In the wake of the BP accident, energy production virtually shut down in the Gulf of Mexico and moratoria were placed on drilling. The shallow water moratorium was “officially” lifted on May 28, 2010, but since then, only 37 new shallow water permits have been issued. Prior to the Gulf Coast oil spill, the shallow water permit approval average was 10 to 15 permits per month.
Energy producers operating in the deep waters off our coasts have faced similar challenges. The industry is working to ensure that the most stringent environmental and safety standards are always followed, and the administration lifted the moratorium on deepwater drilling last October.
But more bureaucratic delays and confusing regulations have left deepwater rigs sitting idle. In fact, only one new deepwater permit has been approved in a year. This “permitorium” is placing our natural resources out of reach when we need them most. What’s worse, they are sending American jobs overseas as energy producers move their operations elsewhere.
Gas exploration activities have also been impacted. The Department of Interior (DOI) ordered drilling lease holders in the Gulf of Mexico to halt all exploration drilling operations after the BP accident. At the time, 33 leaseholders were conducting exploration drilling, while thousands of leaseholders were in the earlier stages of exploration.
While the moratoria were in place all of the leaseholders continued to pay “rent” as time ticked away on the length of each lease. To address this issue, I recently introduced the Lease Extension and Secure Energy (LEASE) Act of 2011 which will grant a one year extension on all exploration leases in the Gulf impacted by the DOI’s drilling moratoria.
The LEASE Act provides a fair and reasonable restoration of the time lost. Allowing leaseholders to use the full length of their lease provides them with the certainty needed to plan for the future, including investing in the local workforce and protecting American jobs.

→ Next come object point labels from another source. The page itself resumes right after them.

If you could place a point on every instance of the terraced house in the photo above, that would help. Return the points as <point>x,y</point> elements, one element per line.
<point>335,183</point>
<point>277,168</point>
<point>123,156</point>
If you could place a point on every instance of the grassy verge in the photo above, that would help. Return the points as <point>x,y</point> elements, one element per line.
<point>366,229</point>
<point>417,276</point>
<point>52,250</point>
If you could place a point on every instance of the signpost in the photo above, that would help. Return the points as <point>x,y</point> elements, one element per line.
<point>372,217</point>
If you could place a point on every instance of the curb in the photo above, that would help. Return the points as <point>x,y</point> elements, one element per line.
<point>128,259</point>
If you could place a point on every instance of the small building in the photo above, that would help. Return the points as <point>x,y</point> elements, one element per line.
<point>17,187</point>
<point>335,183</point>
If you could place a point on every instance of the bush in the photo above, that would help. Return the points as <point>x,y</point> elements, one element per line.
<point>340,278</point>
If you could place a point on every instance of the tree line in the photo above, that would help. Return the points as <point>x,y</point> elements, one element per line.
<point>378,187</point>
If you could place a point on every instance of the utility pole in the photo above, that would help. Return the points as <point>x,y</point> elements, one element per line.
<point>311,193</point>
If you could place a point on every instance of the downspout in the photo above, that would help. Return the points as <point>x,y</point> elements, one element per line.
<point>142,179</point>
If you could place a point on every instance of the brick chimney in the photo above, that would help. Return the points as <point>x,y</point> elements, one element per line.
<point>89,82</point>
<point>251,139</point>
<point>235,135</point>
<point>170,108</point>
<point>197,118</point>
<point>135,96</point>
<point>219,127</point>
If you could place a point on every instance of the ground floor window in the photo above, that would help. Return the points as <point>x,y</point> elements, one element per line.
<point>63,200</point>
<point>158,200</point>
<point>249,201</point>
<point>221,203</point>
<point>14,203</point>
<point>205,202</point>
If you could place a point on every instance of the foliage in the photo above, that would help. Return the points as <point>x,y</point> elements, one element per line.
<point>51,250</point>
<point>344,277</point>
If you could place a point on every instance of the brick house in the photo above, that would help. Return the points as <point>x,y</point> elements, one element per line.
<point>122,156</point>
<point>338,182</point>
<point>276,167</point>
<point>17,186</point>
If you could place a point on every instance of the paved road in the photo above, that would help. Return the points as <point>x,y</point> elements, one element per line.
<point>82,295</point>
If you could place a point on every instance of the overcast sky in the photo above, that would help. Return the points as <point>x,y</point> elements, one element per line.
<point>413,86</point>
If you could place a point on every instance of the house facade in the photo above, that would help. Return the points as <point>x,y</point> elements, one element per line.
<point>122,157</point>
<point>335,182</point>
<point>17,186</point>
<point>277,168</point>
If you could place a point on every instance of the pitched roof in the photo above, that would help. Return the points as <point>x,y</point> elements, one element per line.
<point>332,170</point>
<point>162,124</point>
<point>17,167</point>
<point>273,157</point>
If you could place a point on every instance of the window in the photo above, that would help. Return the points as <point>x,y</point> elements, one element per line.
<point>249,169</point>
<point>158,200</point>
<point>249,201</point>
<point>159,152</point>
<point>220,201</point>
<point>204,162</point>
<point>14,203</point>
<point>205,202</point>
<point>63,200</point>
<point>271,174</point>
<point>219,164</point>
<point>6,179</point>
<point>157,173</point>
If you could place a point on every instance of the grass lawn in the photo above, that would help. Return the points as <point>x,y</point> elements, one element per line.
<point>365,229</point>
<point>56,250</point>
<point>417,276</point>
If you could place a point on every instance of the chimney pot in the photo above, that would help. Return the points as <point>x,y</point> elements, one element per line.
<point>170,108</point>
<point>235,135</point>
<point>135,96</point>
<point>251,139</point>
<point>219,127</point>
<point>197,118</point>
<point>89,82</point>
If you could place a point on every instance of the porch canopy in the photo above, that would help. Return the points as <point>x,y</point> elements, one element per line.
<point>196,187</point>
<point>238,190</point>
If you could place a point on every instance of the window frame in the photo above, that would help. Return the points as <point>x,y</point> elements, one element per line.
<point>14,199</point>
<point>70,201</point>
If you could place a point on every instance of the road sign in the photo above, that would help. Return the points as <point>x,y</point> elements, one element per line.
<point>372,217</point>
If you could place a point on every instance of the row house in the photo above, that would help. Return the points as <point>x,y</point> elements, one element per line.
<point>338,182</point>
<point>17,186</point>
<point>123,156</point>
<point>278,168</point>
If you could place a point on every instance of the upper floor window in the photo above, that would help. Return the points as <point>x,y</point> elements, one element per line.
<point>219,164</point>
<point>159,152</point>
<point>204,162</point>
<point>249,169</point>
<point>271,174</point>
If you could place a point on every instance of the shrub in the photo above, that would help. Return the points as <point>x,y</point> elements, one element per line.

The offshore industry’s domestic energy production is not only vital to our energy independence — it is also vital to our economic security. More than 400,000 jobs along the Gulf of Mexico are tied to the oil and gas industry, in 2009 accounting for $70 billion in economic value and providing roughly $20 billion in revenue to federal, state and local governments.
Keeping energy prices low and stable are critical for economic recovery and growth. We must not allow the instability of foreign governments and the inaction of our own to place our energy and economic security at risk.
Kay Bailey Hutchison is the senior U.S. senator from Texas.